C’est ainsi que, le 19 novembre 1849, l’eau de la Durance arrive à Marseille, au plateau Longchamp, à une hauteur de 150 mètres. On doit la construction du palais Longchamp, sous le coup de crayon d’Henri-Jacques Espérandieu (voir rubrique Histoire sur www.toutma.fr), à l’arrivée des eaux de la Durance à Marseille : cet événement valait bien un petit palais. Avec la construction du canal et malgré un doublement de la population en quarante ans, les 321 000 Marseillais que compte la ville disposent en 1876 de trente fois plus d’eau par jour et par habitant : 370 litres pour l’usage domestique et 660 litres pour les activités industrielles. De quoi atténuer la dépendance à l’Huveaune et au Jarret.  De 1854 à 1869, 77 kilomètres de canalisations et de nouveaux bassins réservoirs furent construits pour permettre l’acheminement de l’eau sur l’ensemble du territoire de Marseille, incluant les communes avoisinantes. Le canal est devenu un incontournable : il peut s’observer de quasiment partout dans la ville, tant il la sillonne. De Saint-Antoine, un premier embranchement part à l’ouest en direction de l’Estaque. Le canal principal contourne le vallon des Aygalades et s’accroche aux flancs de la chaîne de l’Étoile en direction de l’est. Au lieu-dit du Four de Buze, dans le 14e arrondissement, le canal se subdivise en deux. La branche principale au sens historique part vers le sud, alimente le réservoir du Merlan et, de là, descend vers les Chutes-Lavie et le palais Longchamp. L’autre branche poursuit sa route vers l’est, continuant à longer les collines en vue de desservir la partie périphérique de la ville qu’elle va contourner jusqu’au sud. Le canal traverse Château-Gombert, fait le tour de Plan-de-Cuques, passe au pied d’Allauch, et revient sur les Olives. Il passe en tunnel sous les Trois-Lucs, puis laisse un embranchement à l’ouest vers Saint-Julien, et le réservoir de Saint-Barnabé, et un autre vers les Camoins et Aubagne à l’est. Il contourne la Valentine, traverse la vallée de l’Huveaune, puis repart en direction de l’ouest : la Valbarelle, Saint-Tronc, la Campagne Berger, le Redon, Mazargues, la Campagne Pastré et, enfin, la Madrague-de-Montredon. Il termine son parcours à une altitude de quelque 10 mètres, avant de se jeter dans la mer, au mont Rose, ayant approvisionné en eau tous les quartiers de Marseille.

Le canal aujourd’hui

Si, jusque dans les années 1970, le canal fut la quasi unique source d’approvisionnement en eau potable de la ville de Marseille, il n’en fournit, aujourd’hui, plus que les deux tiers. Le canal de Provence, construit à cette époque, double le réseau existant d’un maillage de canaux essentiellement souterrains, puisant l’eau du Verdon (affluent de la Durance) en alimentant Marseille mais aussi Aix et Toulon. Les deux ressources sont interconnectées, ce qui assure la sécurité de l’approvisionnement. 
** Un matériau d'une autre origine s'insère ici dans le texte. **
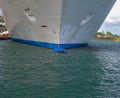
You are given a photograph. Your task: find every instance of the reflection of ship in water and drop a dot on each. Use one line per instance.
(57, 24)
(4, 34)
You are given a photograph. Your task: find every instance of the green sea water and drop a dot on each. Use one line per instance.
(28, 71)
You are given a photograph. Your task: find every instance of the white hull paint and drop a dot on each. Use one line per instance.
(57, 24)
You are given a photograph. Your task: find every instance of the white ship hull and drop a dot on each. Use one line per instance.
(57, 24)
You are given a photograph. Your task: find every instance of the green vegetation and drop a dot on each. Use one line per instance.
(107, 36)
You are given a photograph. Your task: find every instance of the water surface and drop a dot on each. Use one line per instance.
(28, 71)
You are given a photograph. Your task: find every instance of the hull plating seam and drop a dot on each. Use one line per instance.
(56, 47)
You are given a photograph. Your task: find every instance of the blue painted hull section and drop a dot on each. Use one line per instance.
(56, 47)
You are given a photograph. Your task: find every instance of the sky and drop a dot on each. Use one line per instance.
(112, 22)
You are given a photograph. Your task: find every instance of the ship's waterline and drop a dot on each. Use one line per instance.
(57, 24)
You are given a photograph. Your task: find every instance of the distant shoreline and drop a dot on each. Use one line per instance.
(108, 36)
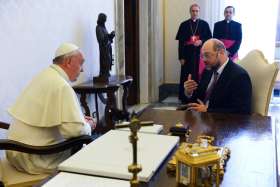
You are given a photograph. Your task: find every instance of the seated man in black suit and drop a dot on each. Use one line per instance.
(224, 87)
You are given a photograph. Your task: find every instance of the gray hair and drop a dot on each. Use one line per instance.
(218, 45)
(59, 59)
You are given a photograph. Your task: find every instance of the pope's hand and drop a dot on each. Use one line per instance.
(91, 121)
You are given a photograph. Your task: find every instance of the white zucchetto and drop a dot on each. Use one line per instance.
(65, 48)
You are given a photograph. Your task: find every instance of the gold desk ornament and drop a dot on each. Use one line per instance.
(200, 164)
(134, 126)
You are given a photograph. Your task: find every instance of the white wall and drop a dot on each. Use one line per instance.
(30, 32)
(259, 24)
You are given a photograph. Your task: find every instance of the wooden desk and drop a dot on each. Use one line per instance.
(110, 89)
(252, 161)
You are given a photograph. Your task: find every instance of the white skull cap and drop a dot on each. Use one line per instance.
(65, 48)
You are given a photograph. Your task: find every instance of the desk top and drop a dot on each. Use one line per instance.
(114, 81)
(64, 179)
(252, 161)
(110, 155)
Au-delà du réseau, c’est la question de la gouvernance d’un ouvrage aussi essentiel pour la vie des Marseillais qui se pose : de sa livraison en 1849 jusqu’à 1941, le canal a été géré par la Ville de Marseille. En 1941, suite à l’incendie des Nouvelles Galeries, la gestion de l’eau de la ville, et donc du canal, est confiée à la Société d’études des eaux de Marseille (SEEM). En 1943, selon une convention de type « régie intéressée », la Ville de Marseille, qui reste propriétaire des ouvrages, en confie l’exploitation à la SEEM. Celle-ci devient officiellement la Société des eaux de Marseille (SEM) le 1er mars 1943. Depuis, la Société des eaux de Marseille, détenue par Veolia (ex-Compagnie générale des eaux), devenue le Groupe des eaux de Marseille, gère le canal, qui reste le ciment de la distribution d’eau potable dans la ville et dans de nombreuses communes environnantes.

C’est cette gouvernance de l’eau potable marseillaise qui, en alliant infrastructures, acteurs économiques et consommateurs, devra s’assurer de la qualité du bâti et de l’eau, à l’heure du changement climatique, des catastrophes naturelles, des sécheresses, des modifications du cycle de l’eau (et de la neige en montagne !) et de leurs conséquences sur les ressources en eau potable. Gageons que les Marseillais puissent, encore longtemps, se targuer d’avoir la meilleure eau de France.